Two hours later they were seated across from Lanier at the FBI’s Washington Field Office and had just finished, in alternating bursts, telling the man their findings.

Lanier leaned back in his chair. “Beth, I’ve seen some serious crap in my time, but this just blows my mind.”

A man entered the room and handed him a file before leaving.

He opened it and scanned the contents. “We got nothing back on the Meldon investigation. Hell, I don’t even think there was one. That should’ve been a red flag. But we did manage, with a lot of finagling, to get autopsy reports back on Agents Hope and Reiger.”

“Jarvis Burns told me about that.”

“I’m sure. Their throats were surgically sliced. A real professional job.”

“Okay, what does that tell us?” asked Beth.

Lanier closed the file. “That tells us we’ve got a major problem.”

“We knew that already,” said Mace.

“Not what I meant.” He spent the next five minutes filling the sisters in on what he did mean.

“Then it seems pretty clear,” said Beth. “What we have to do.”
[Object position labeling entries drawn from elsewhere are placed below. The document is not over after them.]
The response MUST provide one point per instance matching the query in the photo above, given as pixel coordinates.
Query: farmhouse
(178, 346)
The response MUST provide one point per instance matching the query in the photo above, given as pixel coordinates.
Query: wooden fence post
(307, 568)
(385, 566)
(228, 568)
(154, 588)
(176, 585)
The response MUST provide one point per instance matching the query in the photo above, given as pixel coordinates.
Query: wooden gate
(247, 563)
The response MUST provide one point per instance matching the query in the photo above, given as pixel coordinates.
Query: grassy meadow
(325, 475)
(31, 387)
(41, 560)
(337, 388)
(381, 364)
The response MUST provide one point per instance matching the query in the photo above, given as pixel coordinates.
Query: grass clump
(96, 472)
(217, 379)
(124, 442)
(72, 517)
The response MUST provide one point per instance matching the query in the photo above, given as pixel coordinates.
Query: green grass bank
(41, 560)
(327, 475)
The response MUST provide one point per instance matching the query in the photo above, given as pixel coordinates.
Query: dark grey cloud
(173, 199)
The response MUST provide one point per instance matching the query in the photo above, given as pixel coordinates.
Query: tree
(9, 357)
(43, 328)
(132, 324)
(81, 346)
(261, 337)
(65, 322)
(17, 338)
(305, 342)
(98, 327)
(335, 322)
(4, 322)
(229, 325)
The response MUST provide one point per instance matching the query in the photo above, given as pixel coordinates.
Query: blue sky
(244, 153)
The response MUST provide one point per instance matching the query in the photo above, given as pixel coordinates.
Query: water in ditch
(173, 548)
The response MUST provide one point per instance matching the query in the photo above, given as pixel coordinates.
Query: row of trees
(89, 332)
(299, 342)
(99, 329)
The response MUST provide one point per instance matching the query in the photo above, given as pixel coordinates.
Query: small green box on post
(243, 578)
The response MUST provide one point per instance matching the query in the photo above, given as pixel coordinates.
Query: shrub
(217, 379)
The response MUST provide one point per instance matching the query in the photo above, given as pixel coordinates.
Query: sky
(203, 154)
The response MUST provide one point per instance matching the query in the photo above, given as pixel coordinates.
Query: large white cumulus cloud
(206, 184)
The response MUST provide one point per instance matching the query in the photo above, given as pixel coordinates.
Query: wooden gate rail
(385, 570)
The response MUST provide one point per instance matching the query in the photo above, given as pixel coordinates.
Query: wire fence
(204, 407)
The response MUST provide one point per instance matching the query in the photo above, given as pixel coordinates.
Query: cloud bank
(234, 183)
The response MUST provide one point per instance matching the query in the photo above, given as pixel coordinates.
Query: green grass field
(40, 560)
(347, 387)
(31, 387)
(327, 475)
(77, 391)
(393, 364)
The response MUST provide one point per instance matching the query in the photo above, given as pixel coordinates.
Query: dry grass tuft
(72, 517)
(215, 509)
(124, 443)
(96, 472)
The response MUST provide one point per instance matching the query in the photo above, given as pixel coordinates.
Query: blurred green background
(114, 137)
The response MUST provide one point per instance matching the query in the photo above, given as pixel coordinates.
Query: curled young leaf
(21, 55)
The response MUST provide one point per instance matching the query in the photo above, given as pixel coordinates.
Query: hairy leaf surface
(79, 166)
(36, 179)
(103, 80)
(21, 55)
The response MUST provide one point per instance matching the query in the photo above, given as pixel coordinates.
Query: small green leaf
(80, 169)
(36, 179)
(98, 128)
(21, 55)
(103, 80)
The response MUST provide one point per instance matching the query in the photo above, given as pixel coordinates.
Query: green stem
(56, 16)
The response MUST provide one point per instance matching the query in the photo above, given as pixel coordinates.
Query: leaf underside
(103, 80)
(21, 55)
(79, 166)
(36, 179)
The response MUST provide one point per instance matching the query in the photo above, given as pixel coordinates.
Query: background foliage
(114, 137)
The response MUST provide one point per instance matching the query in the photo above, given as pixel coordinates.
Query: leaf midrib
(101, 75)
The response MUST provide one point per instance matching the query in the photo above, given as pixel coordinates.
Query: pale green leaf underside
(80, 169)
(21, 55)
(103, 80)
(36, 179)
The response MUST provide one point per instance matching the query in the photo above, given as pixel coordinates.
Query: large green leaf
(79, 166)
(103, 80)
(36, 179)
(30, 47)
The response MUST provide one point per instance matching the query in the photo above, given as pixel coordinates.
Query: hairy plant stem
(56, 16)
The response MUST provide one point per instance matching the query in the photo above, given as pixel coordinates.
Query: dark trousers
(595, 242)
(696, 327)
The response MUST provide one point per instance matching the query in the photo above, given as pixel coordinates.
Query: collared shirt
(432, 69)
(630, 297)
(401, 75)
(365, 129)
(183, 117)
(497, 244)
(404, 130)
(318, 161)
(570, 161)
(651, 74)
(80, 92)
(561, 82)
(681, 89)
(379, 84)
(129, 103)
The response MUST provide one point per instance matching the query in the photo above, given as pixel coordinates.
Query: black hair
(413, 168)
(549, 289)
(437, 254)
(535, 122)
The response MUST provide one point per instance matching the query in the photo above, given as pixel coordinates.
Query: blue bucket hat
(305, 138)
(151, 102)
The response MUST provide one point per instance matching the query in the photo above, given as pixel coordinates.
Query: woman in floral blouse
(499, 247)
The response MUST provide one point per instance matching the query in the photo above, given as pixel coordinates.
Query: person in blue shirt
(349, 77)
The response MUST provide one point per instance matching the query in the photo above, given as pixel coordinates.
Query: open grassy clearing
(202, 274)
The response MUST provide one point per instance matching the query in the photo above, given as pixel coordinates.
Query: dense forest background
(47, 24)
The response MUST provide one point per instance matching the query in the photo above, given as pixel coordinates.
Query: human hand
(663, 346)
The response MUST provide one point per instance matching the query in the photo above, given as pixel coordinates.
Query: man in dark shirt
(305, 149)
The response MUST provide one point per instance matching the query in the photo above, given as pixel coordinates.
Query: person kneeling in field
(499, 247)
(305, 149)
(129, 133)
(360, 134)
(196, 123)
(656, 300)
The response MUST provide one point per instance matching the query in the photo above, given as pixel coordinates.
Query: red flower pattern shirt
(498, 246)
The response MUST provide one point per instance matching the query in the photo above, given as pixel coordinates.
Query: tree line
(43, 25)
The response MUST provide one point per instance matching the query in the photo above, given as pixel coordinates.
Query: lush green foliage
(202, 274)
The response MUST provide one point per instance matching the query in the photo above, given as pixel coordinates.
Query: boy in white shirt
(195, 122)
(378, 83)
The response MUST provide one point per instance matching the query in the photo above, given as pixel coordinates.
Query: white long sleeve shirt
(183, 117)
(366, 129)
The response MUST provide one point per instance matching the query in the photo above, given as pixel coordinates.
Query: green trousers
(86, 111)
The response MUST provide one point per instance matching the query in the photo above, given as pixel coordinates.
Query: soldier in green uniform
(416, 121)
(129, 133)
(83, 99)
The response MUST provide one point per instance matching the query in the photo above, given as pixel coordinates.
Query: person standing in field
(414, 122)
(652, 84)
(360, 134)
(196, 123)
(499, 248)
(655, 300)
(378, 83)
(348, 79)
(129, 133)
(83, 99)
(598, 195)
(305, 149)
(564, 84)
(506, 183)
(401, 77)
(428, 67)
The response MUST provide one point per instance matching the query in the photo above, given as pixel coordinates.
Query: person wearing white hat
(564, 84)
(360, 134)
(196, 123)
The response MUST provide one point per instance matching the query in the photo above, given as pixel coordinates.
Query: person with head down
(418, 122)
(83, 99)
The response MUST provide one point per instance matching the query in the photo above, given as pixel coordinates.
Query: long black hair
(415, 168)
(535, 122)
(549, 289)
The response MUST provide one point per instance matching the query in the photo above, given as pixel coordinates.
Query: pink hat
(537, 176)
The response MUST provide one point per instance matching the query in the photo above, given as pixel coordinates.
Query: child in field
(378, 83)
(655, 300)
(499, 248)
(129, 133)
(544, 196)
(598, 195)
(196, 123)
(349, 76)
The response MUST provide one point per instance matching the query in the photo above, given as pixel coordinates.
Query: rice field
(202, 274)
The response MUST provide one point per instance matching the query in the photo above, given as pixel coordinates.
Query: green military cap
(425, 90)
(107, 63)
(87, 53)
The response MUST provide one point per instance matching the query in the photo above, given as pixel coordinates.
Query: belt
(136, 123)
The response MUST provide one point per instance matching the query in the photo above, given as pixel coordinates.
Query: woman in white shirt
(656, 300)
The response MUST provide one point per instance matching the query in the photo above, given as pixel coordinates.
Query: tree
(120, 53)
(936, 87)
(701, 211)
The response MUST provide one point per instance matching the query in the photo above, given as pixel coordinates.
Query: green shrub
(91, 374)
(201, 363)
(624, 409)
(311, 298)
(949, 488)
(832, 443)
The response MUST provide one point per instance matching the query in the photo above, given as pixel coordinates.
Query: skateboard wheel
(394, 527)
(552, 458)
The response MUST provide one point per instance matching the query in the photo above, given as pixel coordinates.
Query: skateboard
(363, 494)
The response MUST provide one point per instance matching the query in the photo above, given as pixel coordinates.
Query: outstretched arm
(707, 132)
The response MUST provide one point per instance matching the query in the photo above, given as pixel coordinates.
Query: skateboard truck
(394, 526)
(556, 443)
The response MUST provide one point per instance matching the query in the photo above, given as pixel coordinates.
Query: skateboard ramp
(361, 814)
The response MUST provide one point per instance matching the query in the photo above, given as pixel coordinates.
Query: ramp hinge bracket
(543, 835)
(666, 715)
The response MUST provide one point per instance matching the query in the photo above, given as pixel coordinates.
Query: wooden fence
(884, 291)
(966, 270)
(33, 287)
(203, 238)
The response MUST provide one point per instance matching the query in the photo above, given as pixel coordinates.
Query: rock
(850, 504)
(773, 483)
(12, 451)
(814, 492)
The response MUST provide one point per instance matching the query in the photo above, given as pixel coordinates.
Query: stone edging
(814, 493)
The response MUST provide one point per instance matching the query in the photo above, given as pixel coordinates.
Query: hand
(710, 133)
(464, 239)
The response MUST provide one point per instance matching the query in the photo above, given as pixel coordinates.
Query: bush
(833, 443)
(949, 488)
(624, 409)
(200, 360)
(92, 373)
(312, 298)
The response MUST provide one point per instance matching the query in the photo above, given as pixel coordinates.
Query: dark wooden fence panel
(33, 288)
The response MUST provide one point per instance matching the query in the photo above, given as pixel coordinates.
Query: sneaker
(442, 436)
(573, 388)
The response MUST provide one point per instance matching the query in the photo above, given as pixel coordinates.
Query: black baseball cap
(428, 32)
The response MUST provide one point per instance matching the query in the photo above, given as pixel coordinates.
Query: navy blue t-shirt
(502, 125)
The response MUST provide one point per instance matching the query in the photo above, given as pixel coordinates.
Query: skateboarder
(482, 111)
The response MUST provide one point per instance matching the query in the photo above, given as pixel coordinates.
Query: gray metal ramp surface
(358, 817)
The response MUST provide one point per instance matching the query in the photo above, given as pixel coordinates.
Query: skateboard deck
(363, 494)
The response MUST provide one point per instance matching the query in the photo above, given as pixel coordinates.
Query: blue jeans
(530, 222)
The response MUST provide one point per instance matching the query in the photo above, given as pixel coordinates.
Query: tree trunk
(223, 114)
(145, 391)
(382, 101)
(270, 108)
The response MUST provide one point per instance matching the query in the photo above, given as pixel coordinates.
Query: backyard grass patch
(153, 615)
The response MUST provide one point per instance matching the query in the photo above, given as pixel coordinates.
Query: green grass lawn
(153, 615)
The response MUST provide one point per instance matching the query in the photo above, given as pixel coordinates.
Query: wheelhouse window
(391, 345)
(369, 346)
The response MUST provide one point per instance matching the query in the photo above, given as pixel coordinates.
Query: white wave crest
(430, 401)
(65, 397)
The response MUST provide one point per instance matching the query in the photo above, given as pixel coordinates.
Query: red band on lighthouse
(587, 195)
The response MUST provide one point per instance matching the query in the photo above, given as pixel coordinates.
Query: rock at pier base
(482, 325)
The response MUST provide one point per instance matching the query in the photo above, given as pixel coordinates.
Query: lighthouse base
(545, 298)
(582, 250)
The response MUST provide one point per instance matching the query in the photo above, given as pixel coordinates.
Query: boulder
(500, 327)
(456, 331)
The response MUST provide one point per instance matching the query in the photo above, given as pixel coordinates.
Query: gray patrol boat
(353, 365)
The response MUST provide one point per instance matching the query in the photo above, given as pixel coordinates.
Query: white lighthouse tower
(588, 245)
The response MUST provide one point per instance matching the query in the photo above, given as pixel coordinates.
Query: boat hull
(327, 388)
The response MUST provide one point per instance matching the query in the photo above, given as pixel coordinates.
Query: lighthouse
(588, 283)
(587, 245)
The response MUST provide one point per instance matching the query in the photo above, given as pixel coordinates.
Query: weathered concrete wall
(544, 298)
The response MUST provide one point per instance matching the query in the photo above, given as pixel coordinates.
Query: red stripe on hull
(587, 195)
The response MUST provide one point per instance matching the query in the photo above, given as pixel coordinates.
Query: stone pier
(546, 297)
Mace nodded. “I’m with you.”

Lanier looked between them. “Did I miss something?”

“It’s a sisterly thing,” explained Beth as she leaned forward and started talking fast. When she stopped, Mace jumped in and took up the line of thought.

“We’ll need Sam Donnelly for this,” said Lanier.

“Absolutely,” said Beth.

Thirty minutes later, all three rose to implement the plan they’d just hatched.